Gonta was groomed and manipulated into becoming a murder weapon. He's not to blame for Miu's death AT ALL. Gonta was manipulated. Manipulation isn't just forcing someone to do it with a threat. Kokichi wrongfully convinced him that it was for the better, taking advantage of Gonta's low self-esteem and desperation to help others. You've never been manipulated or abused in your life if you're saying Gonta could've just declined. It's not easy to just decline your abuser. Abusers can pressure you
Not what grooming means in the slightest but thanks for trying. You're just repeating yourself at this point, pathetic. Everyone was desperate that trial, what happened is a tragedy, but to deny Gonta any blame is to deny Gonta any agency he is not a helpless toddler. He is AWARE Kokichi is a liar, he is AWARE of what Kokichi does, and even if he is manipulated, he categorically does not regret as alter ego gonta, he's so sad it happened, but he still thinks its for the best they don't know the truth. Gonta agreed with Kokichi that there is no happy ending with the knowledge of the outside world.
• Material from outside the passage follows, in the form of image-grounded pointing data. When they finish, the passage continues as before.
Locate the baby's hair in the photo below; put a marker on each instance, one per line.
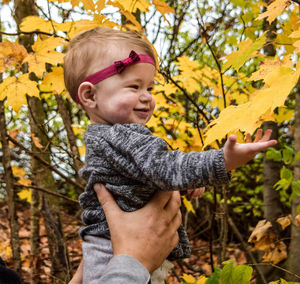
(93, 44)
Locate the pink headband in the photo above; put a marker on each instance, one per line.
(118, 67)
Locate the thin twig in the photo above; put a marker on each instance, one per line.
(37, 157)
(46, 191)
(276, 266)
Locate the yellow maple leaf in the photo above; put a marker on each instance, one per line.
(11, 54)
(247, 49)
(132, 5)
(284, 114)
(16, 88)
(35, 23)
(188, 205)
(274, 10)
(25, 194)
(8, 252)
(187, 77)
(279, 80)
(18, 172)
(129, 16)
(163, 8)
(44, 53)
(55, 80)
(83, 25)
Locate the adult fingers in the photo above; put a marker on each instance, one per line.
(258, 135)
(110, 207)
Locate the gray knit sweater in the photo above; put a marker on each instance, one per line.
(134, 164)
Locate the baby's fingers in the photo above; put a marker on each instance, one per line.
(267, 135)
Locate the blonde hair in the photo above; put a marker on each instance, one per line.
(95, 43)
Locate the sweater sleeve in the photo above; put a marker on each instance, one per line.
(124, 269)
(142, 156)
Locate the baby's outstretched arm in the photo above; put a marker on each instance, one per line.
(236, 154)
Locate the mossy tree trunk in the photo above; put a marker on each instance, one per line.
(42, 177)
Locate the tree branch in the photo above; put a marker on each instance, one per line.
(46, 191)
(37, 157)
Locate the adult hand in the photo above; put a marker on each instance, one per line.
(148, 234)
(236, 154)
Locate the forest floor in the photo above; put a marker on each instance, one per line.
(198, 264)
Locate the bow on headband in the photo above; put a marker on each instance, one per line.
(118, 67)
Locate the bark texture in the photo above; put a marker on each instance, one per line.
(42, 177)
(294, 248)
(11, 193)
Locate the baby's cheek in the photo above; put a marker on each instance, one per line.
(122, 109)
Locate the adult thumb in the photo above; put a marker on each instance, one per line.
(107, 201)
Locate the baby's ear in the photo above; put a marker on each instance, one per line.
(86, 94)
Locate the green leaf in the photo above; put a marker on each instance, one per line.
(287, 174)
(236, 274)
(274, 155)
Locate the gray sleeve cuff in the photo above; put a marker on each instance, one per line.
(125, 269)
(222, 176)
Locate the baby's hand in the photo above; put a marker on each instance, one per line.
(236, 154)
(197, 192)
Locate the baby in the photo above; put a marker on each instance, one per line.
(111, 74)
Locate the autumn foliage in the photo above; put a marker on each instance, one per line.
(214, 79)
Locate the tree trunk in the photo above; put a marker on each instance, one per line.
(271, 169)
(43, 178)
(294, 248)
(272, 205)
(10, 193)
(66, 117)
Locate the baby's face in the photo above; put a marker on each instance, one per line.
(126, 97)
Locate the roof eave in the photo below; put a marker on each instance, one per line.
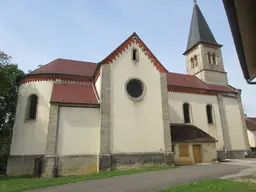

And as for when Gonta says "Don't blame Kokichi anymore", you'd be a complete moron to trust GONTA in this situation. Gonta is THE LEAST VALID PERSON to trust in this case. Have you ever heard of Stockholm Syndrome? Many real-life cases of abuse have similar patterns of victims. While Stockholm syndrome is commonly associated with a hostage or kidnapping situation, it can apply to abusive relationships, when the abuse victim begins to express love for their abuser.
Stockholm Syndrome isn't fucking real, it's a fun trope, but it was not, and never was real. Please do research. It's basically the modern day hysterical woman, oh my god. Even if it was true, that's not how it is even theorized to work, the plan took place over like, less then an hour, that's not enough time for ANYTHING to set in. For what you're theorizing to even have a chance to be true they would have to be locked together in this scheme for DAYS. Please google fawn response as well, you'd have better luck making a point with that.
Gonta says to not blame Kokichi because Gonta knows he made his own choice, and would make it again, and most importantly, he wants everyone to GET ALONG. He doesn't want Kokichi to be hated, he wants everyone happy. This isn't him being "omg kokichi is so special rawrxD" its "im going to die, and all i ever wanted was everyone here happy, so please, don't hate each other"
And then I guess the spam filter or whatever stopped them from sending anymore because that's a weird place to end it. Anyways this was very cathartic for me and I may do a research paper on this in the future.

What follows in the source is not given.